Hanoi Streets

Tran Nhat Duat Street is a street of at least 800 meter in length. The street runs in the north-south direction along the Red River dyke from the end of Hang Dau Street (next to Long Bien Bridge) to the end of Tran Quang Khai Street.
The section from Long Bien Bridge to O Quan Chuong street which original was called Hang Nau street, in the area of Nguyen Khiet Thuong hamlet; the rest is in Nguyen Khiet Ha and Huong Bai hamlet. The three hamlets all belonged to Ta Tuc ward, the old land of ThoXuong district. The area nowadays is in the ward of Dong xuan and Ly Thai To, HoanKiem district, Hanoi
In the French administration, the area used to be a busy river port which was called the dock of Clemenceau. By the time the main current of the Red River flowed toward Hanoi instead of Gia Lam like it does today.
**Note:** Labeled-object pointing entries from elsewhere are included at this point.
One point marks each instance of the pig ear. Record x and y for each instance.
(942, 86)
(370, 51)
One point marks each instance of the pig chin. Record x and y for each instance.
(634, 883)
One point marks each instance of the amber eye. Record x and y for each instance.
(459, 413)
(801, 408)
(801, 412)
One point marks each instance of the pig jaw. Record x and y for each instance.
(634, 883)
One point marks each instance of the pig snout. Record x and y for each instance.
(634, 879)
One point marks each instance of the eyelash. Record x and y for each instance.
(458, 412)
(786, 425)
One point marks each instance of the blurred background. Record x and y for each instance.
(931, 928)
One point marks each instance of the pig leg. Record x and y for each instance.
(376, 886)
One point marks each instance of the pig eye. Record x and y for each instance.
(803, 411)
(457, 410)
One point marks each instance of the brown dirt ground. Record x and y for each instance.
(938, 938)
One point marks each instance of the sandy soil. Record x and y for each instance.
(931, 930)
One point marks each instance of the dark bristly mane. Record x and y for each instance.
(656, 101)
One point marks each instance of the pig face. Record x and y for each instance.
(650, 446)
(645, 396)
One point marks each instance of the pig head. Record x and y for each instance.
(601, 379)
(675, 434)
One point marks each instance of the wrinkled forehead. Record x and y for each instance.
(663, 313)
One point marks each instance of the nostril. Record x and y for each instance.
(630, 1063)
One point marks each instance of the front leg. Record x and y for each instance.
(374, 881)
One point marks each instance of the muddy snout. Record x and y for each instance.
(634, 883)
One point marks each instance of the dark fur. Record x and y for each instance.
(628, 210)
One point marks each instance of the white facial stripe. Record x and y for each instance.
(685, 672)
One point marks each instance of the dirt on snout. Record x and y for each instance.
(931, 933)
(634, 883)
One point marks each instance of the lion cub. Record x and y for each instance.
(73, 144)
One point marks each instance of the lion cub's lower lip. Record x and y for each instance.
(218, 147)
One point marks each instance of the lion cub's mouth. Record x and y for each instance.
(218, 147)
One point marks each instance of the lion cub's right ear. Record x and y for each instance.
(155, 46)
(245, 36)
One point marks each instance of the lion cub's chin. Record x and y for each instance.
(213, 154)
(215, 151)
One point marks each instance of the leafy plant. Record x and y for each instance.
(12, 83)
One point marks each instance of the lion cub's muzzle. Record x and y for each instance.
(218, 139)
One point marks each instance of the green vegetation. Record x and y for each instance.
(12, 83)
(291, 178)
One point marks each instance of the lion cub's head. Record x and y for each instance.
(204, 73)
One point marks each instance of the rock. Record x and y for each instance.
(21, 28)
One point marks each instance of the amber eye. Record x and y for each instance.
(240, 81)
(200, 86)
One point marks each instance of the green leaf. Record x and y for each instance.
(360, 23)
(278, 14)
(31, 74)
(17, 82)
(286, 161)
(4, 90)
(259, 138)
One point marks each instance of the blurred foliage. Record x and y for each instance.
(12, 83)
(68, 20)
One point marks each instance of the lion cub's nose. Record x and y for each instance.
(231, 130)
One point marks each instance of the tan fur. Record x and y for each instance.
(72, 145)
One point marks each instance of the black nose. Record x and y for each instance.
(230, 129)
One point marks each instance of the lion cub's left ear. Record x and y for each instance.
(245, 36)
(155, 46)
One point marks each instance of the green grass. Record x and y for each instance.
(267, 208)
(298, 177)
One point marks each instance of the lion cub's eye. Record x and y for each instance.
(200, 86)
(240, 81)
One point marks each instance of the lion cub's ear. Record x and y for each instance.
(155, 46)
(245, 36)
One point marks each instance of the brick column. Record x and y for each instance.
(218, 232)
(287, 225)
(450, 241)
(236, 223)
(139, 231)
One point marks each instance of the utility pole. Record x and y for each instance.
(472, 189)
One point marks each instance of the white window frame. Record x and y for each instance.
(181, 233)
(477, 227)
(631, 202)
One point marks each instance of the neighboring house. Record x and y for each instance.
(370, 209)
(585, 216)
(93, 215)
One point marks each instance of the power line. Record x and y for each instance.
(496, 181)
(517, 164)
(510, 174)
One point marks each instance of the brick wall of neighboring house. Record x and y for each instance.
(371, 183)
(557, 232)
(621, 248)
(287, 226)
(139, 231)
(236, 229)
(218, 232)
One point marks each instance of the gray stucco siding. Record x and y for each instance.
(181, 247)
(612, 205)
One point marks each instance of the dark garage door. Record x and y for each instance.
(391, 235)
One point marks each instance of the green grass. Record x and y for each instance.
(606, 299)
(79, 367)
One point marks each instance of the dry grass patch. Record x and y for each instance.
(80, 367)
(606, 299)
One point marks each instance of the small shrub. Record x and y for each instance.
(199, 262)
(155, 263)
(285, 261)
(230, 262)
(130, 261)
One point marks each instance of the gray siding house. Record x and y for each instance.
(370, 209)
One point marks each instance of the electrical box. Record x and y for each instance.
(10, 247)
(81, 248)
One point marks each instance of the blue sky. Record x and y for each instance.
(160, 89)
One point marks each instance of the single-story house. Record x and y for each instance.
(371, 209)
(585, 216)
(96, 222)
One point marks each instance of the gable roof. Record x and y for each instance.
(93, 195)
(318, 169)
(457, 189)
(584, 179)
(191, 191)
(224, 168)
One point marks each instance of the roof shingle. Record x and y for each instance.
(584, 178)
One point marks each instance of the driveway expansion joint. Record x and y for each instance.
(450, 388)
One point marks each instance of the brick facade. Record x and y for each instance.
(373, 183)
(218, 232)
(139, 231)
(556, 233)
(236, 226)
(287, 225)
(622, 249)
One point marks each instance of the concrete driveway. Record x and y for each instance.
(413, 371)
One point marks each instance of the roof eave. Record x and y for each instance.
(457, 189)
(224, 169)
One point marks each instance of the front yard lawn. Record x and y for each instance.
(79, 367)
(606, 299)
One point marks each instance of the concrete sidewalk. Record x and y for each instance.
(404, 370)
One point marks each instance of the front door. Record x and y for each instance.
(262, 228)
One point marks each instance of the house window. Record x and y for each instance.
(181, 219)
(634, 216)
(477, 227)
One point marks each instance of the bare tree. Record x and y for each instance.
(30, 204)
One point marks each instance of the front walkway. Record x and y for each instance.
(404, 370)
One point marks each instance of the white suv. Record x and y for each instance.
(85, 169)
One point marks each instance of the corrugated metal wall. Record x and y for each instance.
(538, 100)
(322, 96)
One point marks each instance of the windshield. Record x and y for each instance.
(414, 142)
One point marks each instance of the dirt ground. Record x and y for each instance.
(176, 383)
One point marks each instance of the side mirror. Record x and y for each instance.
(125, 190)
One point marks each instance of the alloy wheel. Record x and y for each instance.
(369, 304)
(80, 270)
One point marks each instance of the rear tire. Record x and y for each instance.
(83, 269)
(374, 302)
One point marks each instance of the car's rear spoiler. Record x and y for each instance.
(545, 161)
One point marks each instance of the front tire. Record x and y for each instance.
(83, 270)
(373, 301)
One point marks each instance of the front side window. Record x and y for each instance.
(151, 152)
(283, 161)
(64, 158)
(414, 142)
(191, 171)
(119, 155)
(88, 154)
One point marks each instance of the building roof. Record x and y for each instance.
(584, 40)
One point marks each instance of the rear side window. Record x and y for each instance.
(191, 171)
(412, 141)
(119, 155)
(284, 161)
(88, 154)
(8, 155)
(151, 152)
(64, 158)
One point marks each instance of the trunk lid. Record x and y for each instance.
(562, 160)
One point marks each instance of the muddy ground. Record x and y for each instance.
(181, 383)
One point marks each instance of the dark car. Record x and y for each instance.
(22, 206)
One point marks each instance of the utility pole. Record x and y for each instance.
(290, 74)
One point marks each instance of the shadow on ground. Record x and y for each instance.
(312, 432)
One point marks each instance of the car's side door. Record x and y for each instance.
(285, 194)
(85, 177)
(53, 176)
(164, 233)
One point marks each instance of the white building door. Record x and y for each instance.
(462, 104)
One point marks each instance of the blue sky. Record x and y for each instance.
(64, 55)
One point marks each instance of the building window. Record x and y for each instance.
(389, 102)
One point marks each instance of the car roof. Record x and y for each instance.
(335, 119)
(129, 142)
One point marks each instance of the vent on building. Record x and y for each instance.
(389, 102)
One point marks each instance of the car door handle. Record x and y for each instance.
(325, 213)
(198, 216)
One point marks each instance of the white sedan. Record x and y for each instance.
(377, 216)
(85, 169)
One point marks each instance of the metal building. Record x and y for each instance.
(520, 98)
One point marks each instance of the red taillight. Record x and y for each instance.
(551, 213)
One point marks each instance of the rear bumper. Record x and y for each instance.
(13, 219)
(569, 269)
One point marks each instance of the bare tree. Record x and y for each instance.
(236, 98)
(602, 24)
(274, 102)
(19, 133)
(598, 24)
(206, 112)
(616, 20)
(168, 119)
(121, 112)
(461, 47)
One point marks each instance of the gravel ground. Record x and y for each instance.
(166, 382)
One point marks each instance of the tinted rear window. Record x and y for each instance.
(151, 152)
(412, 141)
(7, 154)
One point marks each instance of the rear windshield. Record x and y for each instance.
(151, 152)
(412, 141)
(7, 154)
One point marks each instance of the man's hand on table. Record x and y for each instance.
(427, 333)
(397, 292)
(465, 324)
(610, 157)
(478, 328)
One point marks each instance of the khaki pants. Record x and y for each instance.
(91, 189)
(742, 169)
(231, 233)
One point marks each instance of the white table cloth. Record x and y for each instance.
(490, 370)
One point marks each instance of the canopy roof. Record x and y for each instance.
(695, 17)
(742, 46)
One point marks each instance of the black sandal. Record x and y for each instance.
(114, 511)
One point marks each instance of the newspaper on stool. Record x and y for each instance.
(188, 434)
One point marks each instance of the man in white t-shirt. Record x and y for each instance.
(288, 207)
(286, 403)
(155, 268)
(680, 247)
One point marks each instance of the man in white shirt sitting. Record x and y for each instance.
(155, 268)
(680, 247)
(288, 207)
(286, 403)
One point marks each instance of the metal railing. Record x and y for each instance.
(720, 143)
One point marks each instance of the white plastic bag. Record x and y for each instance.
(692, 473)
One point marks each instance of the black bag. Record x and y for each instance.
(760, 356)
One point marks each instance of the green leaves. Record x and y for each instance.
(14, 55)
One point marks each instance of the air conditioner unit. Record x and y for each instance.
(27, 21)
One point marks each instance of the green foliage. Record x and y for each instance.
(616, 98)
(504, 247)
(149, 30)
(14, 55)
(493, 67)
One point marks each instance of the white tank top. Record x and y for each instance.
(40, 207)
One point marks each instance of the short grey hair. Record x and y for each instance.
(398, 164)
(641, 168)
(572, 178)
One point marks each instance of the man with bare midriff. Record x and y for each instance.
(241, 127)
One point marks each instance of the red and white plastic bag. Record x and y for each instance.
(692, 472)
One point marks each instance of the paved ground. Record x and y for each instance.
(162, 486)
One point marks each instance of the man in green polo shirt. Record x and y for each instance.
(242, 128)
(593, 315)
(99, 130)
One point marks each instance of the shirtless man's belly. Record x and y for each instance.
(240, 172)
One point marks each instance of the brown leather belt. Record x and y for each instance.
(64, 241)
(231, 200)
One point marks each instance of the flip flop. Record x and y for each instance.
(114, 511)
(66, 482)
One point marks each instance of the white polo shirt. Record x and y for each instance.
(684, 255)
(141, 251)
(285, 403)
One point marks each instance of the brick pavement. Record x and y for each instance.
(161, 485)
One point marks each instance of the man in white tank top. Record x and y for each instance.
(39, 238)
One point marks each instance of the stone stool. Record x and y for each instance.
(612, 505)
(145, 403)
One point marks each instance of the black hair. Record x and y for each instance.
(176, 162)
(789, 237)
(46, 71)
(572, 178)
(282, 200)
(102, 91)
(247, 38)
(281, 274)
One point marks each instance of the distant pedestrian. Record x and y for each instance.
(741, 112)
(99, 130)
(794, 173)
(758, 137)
The area was active with trade. 
Here was the gathering spot of merchant boats and ships with three docks. The first dock was called Ky Buoi after the name of the most famous businessman in then Vietnam-Bach Thai Buoi. The second dock was reserved exclusively for merchant boats carrying  goods for Chinese shops in town. The last one belonged to a shipping operator called Sova. 
The area was much connected so naturally there was a big market of rice and grain at this very spot. Back to some decades before then, this spot had seen the gate of To Lich River- the river flew through Hanoi. Goods from everywhere had clustered in this spot. They were mostly river-borne goods such as fiber mats, earthen wares, limestone, salt and fish sauce.
Here when the French got to Hanoi, it took them no time to build a trade post to monitor and tax the active boats in the river. 
The historic attraction post remains at the street are three shrines. The first is Nguyen Khiet Shrine at no.56 honoring the god village; secondly at no 90. Is the altar of Nguyen TrungNgan- a prominent mandarin of Tran dynasty. The last one at no. 148 is the shrine dedicated to Tran Hung Dao- a legendary mandarin who defeated the force of Mongolia.